Pola Pertemuan: Ketat, Minim Margin
Rata-rata pertemuan kedua tim menghasilkan hampir 3 gol per laga, menunjukkan duel yang terbuka namun tetap kompetitif.
Namun menariknya, dalam beberapa pertemuan terakhir, margin kemenangan cenderung tipis atau berakhir imbang.
Ini menegaskan bahwa laga mereka lebih sering ditentukan oleh detail kecil—bukan dominasi total.
Statistik Tidak Lagi Jadi Penentu
Di atas kertas, head to head menunjukkan keseimbangan. Tapi realitas terbaru berkata lain:
- Arsenal unggul secara klasemen
- City unggul dalam momentum dan konsistensi
- Arsenal kuat secara sistem
- City lebih tajam dalam momen krusial
Bahkan laporan terbaru menyebut Arsenal sedang mengalami penurunan performa, sementara City justru meningkat tajam menjelang laga ini.

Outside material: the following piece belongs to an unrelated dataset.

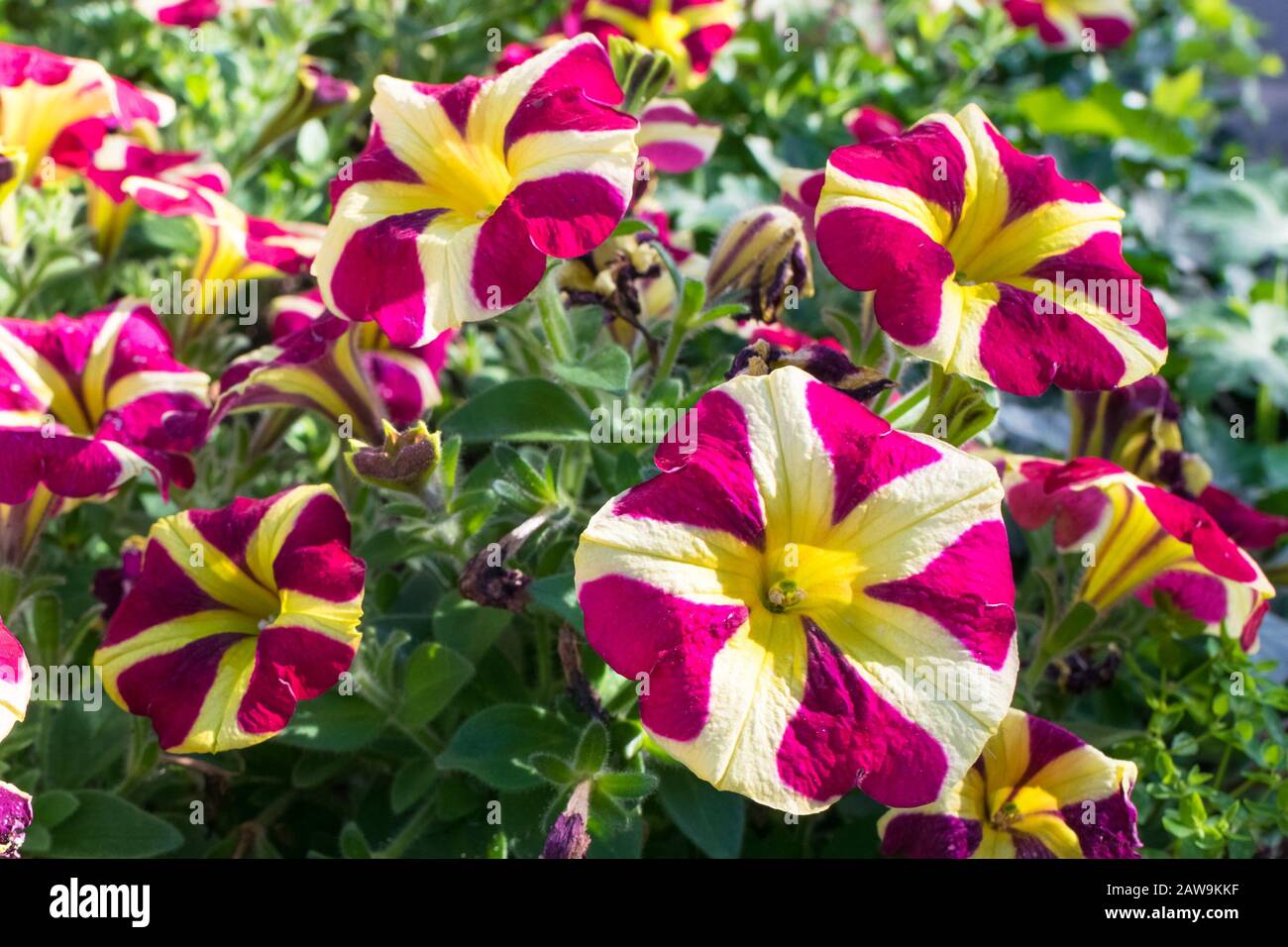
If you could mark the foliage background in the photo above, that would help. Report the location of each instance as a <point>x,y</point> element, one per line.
<point>462,707</point>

Head to head antara Manchester City vs Arsenal mungkin terlihat imbang, tetapi arah tren saat ini tidak netral.
City datang dengan momentum, sementara Arsenal membawa tekanan sebagai pemuncak klasemen.
Dalam duel seperti ini, sejarah hanya jadi latar.
Yang menentukan adalah siapa yang lebih siap saat ini.